Integrate the SDK into your own Python application with the following steps:
- Include the dependency
praetorian-cliin your project. - Import the Guard class
from praetorian_cli.sdk.guard import Guard. - Import the Keychain class
from praetorian_cli.sdk.keychain import Keychain. - Call any function of the Guard class, which expose the full backend API. See example below:
from praetorian_cli.sdk.guard import Guard
from praetorian_cli.sdk.keychain import Keychain
guard = Guard(Keychain(account='guard+example@praetorian.com'))
guard.add('asset', dict(name='example.com', dns='example.com'))The best place to explore the SDK is the code of the CLI, especially the handlers of the CLI
You can inspect the handler code to see how each CLI command is implemented with the SDK.
The CLI has a scripting engine that allow external scripts to be executed within the CLI's framework, taking
advantage of the SDK, click, and authentication.
To add those external scripts to the CLI, set the PRAETORIAN_SCRIPTS_PATH
environment to point to directories where you store additional extension scripts.
Those external scripts are available under the script commands. To see a list of them:
guard --account guard+example@praetorian.com script --helpFor developing scripts, you can refer to this readme file.
We welcome contributions from the community, from scripts, to the core CLI and SDK. To contribute, fork this repository and following the GitHub instructions to create pull requests.
By contributing, you agree to our Code of Conduct.
If you have any questions or need support, please open an issue here or reach out via support@praetorian.com.
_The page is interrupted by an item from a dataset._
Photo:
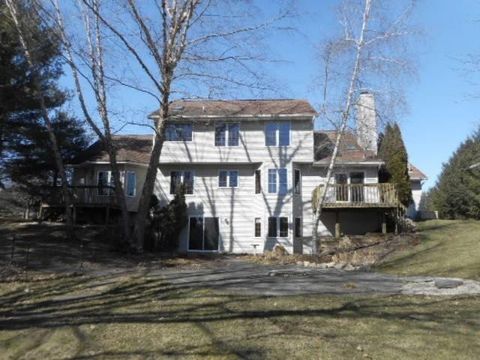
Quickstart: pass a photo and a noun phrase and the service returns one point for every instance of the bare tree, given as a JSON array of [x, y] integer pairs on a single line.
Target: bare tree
[[91, 56], [371, 54], [29, 52], [181, 47]]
This project is licensed under the MIT License - see the LICENSE file for details.
Guard is a rebrand of Chariot.
The guard command is the new primary CLI entry point. The legacy praetorian chariot command continues to work:
# New (preferred):
guard list assets
guard --account example@praetorian.com list assets
guard configure
# Legacy (still supported):
praetorian chariot list assets
praetorian configureBoth Guard and Chariot classes are available and interchangeable:
# New (preferred):
from praetorian_cli.sdk.guard import Guard
guard = Guard(Keychain())
# Legacy (still supported):
from praetorian_cli.sdk.chariot import Chariot
chariot = Chariot(Keychain())The keychain file and environment variables remain unchanged. Existing configurations will continue to work without modification.